Dolly Parton helps Rotarians spread literacy
Dolly Parton signs a book for a child at an event held by her Imagination Library. Rotary International and the Imagination Library are service partners.
It can be hard to find books in Canada’s vast Yukon. Claire Derome, 2009-10 president of the Rotary Club of Whitehorse-Rendezvous, knows of only one bookstore outside the capital, and in remote areas, access to libraries is also limited. Derome wanted to launch a literacy project that would reach all Yukon communities, and she found one in Dolly Parton’s Imagination Library.

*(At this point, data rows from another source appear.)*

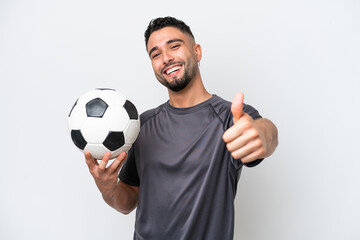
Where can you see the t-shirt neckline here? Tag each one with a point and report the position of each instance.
(192, 108)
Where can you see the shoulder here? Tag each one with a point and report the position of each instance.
(147, 115)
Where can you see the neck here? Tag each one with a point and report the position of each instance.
(193, 94)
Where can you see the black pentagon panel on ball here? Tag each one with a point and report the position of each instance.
(114, 140)
(131, 110)
(73, 107)
(96, 108)
(78, 139)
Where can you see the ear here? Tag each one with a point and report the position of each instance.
(197, 51)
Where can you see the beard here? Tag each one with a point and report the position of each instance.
(178, 84)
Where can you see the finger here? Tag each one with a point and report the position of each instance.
(252, 157)
(237, 130)
(237, 143)
(237, 106)
(104, 161)
(118, 162)
(90, 161)
(244, 152)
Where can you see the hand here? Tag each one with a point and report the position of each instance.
(245, 139)
(105, 178)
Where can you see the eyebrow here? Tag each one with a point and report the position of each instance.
(168, 42)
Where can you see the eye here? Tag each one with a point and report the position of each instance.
(155, 55)
(175, 46)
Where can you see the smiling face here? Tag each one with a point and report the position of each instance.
(174, 56)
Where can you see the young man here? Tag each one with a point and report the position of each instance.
(183, 169)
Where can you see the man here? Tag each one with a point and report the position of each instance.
(183, 169)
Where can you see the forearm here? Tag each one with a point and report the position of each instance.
(122, 197)
(269, 133)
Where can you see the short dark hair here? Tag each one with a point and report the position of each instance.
(161, 22)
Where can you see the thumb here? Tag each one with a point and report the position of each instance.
(237, 106)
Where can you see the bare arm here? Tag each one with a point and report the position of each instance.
(116, 193)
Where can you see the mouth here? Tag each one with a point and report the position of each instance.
(172, 70)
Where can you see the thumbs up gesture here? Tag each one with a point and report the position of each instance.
(246, 138)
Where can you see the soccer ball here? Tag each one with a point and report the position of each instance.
(103, 120)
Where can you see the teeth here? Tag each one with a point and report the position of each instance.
(173, 69)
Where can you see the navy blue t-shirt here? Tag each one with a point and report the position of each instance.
(186, 175)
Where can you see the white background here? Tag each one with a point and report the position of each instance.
(296, 61)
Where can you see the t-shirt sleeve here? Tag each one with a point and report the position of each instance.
(128, 173)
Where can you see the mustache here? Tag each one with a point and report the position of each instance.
(172, 63)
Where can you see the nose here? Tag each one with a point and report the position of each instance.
(167, 57)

Every month, Imagination Library mails an age-appropriate book to each child in the program, until age five. Research showed that up to 85 percent of families receiving books through the program read to their children every day.

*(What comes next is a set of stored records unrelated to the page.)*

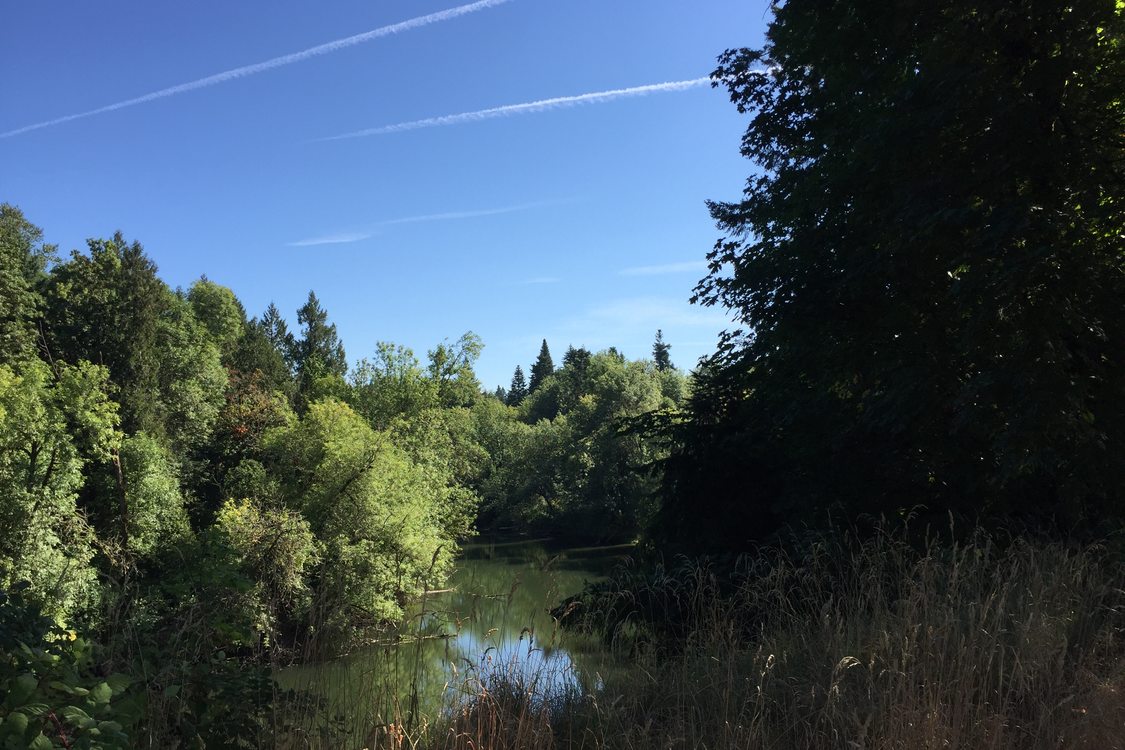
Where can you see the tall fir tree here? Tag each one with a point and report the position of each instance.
(277, 331)
(318, 351)
(23, 261)
(519, 388)
(542, 369)
(660, 352)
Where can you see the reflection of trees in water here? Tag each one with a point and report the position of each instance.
(494, 623)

Derome, who has a graduate degree in education, did not need more convincing. “The number of books you have at home is a good indicator of future success in school,” she says. Her Rotary club worked with the Yukon government and the Yukon Literacy Coalition to bring Imagination Library there, and 900 children are currently enrolled. The Dollywood Foundation and the participating community split the program costs; in Yukon, the Whitehorse-Rendezvous club covers the $3.60 per child per month.
Dawn Rochelle, president of the Rotary Club of Jacksonville, N.C., USA, was drawn to Imagination Library because she knew that every cent her club raised would help put a book directly into the hands of a child.
Rochelle, who is executive director of the nonprofit Onslow County Partnership for Children, brought her organization together with Rotary clubs and the local United Way to launch Imagination Library in Jacksonville, which, as home to Marine Corps Base Camp Lejeune, has many young military families. At Imagination Library’s first local Rotary club presentation, one Rotarian pledged $10,000 on the spot. So far, 170 children are enrolled in the program. “They’re so excited, because they don’t have books at home,” Rochelle says.
Imagination Library does not have income requirements. “Dolly did not want any child to feel singled out or left out,” says David Dotson, president of the Dollywood Foundation. Parton was adamant that the books be new, because of her own experiences growing up with hand-me-downs. And in mailing the books to each young person, she wanted to re-create the joy she felt as a child when the Sears catalog arrived at her home, addressed to her family.
Imagination Library serves children in the United States, Canada, and the United Kingdom. In 2001, 2,500 children were participating in the program; today they number almost 700,000. Imagination Library and Rotary International teamed up in 2009, and Rotary clubs are involved in the program in roughly 300 communities.
“I don’t think we could do it without Rotary’s involvement,” Dotson says. “If you look at Rotary’s presence in the world, it may be that the greatest aspect of our relationship is yet to come.”